Affaire ukrainienne. La crédibilité de Gordon Sondland compromise
(B2) La procédure d'impeachment aux USA a déjà fait une victime : Gordon Sondland. L'ambassadeur américain à Bruxelles auprès de l'Union européenne est devenu un témoin clé dans la procédure de 'impeachment' lancée par les Démocrates contre le président américain Donald Trump
Un pieux mensonge
Le transcript de son témoignage (375 pages!) devant le Congrès le 17 octobre, publié mardi (5 novembre), est patent. Le plus intéressant se situe dans les dernières pages.

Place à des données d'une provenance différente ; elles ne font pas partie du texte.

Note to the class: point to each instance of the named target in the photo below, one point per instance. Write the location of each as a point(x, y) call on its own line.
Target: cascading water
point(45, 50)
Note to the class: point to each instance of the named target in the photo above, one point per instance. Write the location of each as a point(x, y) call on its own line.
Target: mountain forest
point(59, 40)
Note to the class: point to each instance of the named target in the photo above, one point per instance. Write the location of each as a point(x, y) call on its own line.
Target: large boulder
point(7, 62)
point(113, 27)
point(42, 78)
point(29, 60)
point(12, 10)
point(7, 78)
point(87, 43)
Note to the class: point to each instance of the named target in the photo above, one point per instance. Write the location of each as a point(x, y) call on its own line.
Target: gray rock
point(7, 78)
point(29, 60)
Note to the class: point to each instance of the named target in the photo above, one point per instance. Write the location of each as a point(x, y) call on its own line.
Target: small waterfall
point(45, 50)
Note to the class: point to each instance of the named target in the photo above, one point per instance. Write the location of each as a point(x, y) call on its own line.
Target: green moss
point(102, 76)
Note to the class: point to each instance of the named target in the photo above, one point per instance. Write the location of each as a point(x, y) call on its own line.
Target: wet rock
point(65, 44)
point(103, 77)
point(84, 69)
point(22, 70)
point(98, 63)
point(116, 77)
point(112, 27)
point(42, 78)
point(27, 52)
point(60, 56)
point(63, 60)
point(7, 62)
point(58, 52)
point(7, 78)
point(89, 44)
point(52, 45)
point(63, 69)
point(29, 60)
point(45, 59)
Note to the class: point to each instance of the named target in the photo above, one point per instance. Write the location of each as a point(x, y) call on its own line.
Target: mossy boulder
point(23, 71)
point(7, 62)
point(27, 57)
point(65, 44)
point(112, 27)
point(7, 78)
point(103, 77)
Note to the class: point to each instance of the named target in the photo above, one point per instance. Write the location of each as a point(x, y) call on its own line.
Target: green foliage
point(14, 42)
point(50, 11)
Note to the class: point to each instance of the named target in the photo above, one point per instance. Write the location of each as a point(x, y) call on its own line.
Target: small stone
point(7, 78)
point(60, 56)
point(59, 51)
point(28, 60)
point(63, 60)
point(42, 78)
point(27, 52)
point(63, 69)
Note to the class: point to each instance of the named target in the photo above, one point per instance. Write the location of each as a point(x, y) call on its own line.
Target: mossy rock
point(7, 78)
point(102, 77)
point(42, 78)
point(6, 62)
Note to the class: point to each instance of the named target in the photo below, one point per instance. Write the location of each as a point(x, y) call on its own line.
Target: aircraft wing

Dans une lettre de son avocat datée de lundi (4 novembre), l'ancien homme d'affaires devenu diplomate révise son témoignage passé devant le Congrès. En gros, il reconnait avoir légèrement travesti la vérité, et cherche à corriger le tir, pour ne pas être en flagrant délit de mensonge et rompre son serment de dire la vérité.
Un souvenir soudain
Le diplomate américain se souvient maintenant avoir dit à Andriy Yermak, un proche conseiller du nouveau président ukrainien (Volodymyr Zelensky) chargé des négociations avec les USA, que « la reprise de l’aide américaine » militaire ne se ferait « probablement pas avant que l’Ukraine fournisse la déclaration publique anti-corruption dont nous discutons depuis plusieurs semaines ».
« I now recall speaking individually with Mr. Yermak, where I said that resumption of U.S. aid would likely not occur until Ukraine provided the public anti-corruption statement that we had been discussing for many weeks. »
Un dévoiement de la fonction diplomatique
Autrement dit il reconnait avoir demandé aux Ukrainiens de trouver des charges indirectes contre un des rivaux de Donald Trump, l'ancien vice-président Joe Biden, dont le fils Hunter Biden, travaille dans une entreprise énergétique ukrainienne. Le tout sur instigation directe du conseiller personnel de Donald Trump, l'avocat Rudy Giuliani, qui n'a normalement aucun rôle dans la chaîne diplomatique américaine.
L'aide sécuritaire à l'Ukraine vitale pour les USA
Une position qui va totalement à l'inverse de intérêts vitaux des États-Unis, comme Goldon Sondland le reconnait lui-même dans sa lettre. « L'aide sécuritaire à l'Ukraine est dans notre intérêt national vital. Et aucune raison valable n'aurait dû justifier son report. »
Une crédibilité entamée au niveau européen
En s'ingérant dans les affaires ukrainiennes — qui ne ressortent pas normalement des fonctions d'un ambassadeur américain auprès de l'Union européenne (l'Ukraine ne fait pas encore partie de l'Union européenne) — et en dévoyant sa fonction diplomatique pour servir les intérêts très personnels électoralistes du président américain Donald Trump, Gordon Sondland parait 'cramé' tant auprès de ses autorités de tutelle, mais surtout des institutions européennes. Sa crédibilité en Europe largement entamée, on voit mal comment il pourrait remplir ses fonctions à Bruxelles.